To fix the issue, count the total number of columns your table should have, then verify that every row’s cells (accounting for colspan and active rowspan from previous rows) add up to exactly that number. Ensure each column position has at least one cell starting in it across all rows.

Examples

Incorrect: colspan creates a column no cell begins in

In this example, the first row establishes 3 columns. The second row spans all 3 with colspan="3". The third row only has 2 cells, so column 3 has no cell beginning in it.

<table>
  <tr>
    <th>Name</th>
    <th>Role</th>
    <th>Status</th>
  </tr>
  <tr>
    <td colspan="3">Team Alpha</td>
  </tr>
  <tr>
    <td>Alice</td>
    <td>Developer</td>
<!-- Column 3 has no cell beginning here -->

  </tr>
</table>

Fixed: every row accounts for all columns

<table>
  <tr>
    <th>Name</th>
    <th>Role</th>
    <th>Status</th>
  </tr>
  <tr>
    <td colspan="3">Team Alpha</td>
  </tr>
  <tr>
    <td>Alice</td>
    <td>Developer</td>
    <td>Active</td>
  </tr>
</table>

Incorrect: excessive colspan creates extra columns

Here, the second row’s colspan="4" establishes 4 columns, but no other row has a cell starting in column 4.

<table>
  <tr>
    <th>Q1</th>
    <th>Q2</th>
    <th>Q3</th>
  </tr>
  <tr>
    <td colspan="4">Full year summary</td>
  </tr>
  <tr>
    <td>100</td>
    <td>200</td>
    <td>300</td>
  </tr>
</table>

Fixed: colspan matches the actual column count

<table>
  <tr>
    <th>Q1</th>
    <th>Q2</th>
    <th>Q3</th>
  </tr>
  <tr>
    <td colspan="3">Full year summary</td>
  </tr>
  <tr>
    <td>100</td>
    <td>200</td>
    <td>300</td>
  </tr>
</table>

Incorrect: rowspan causes a missing cell origin

The rowspan="2" on “Alice” means the second row already has column 1 occupied.
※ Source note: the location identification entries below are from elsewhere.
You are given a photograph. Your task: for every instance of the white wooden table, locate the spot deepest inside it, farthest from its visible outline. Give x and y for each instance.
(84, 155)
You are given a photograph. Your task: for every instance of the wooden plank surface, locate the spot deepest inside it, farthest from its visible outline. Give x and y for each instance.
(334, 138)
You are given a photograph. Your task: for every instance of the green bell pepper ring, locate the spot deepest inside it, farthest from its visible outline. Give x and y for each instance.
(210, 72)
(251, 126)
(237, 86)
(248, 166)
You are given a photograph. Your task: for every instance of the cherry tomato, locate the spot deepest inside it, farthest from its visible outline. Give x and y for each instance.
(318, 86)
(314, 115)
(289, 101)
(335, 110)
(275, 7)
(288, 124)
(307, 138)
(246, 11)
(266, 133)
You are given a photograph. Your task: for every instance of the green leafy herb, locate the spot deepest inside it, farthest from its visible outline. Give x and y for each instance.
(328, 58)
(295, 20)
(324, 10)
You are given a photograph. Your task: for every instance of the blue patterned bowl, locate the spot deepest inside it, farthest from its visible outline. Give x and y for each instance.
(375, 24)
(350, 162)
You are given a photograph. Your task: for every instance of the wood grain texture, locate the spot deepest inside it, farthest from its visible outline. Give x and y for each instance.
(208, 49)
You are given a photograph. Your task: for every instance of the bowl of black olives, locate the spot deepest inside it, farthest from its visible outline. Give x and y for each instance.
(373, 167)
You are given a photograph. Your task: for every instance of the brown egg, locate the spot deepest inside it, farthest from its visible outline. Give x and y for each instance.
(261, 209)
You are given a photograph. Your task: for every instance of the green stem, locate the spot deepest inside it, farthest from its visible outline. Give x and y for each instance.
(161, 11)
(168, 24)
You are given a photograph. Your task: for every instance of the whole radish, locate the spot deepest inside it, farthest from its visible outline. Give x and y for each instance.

But the second row only provides one cell, leaving column 3 without a beginning cell in any row except the header.

<table>
  <tr>
    <th>Name</th>
    <th>Task</th>
    <th>Hours</th>
  </tr>
  <tr>
    <td rowspan="2">Alice</td>
    <td>Design</td>
    <td>8</td>
  </tr>
  <tr>
    <td>Code</td>
<!-- Column 1 is occupied by rowspan; column 3 has no cell -->

  </tr>
</table>

Fixed: the spanned row includes the right number of cells

Since rowspan="2" on column 1 carries into the next row, that row only needs cells for columns 2 and 3.

<table>
  <tr>
    <th>Name</th>
    <th>Task</th>
    <th>Hours</th>
  </tr>
  <tr>
    <td rowspan="2">Alice</td>
    <td>Design</td>
    <td>8</td>
  </tr>
  <tr>
    <td>Code</td>
    <td>6</td>
  </tr>
</table>

A good practice is to sketch out your table grid on paper or in a spreadsheet before writing the HTML. Label each column slot and verify that every row fills all slots — either with a new cell or with a rowspan carry-over from a previous row. This makes it much easier to catch mismatched colspan and rowspan values before they cause validation errors.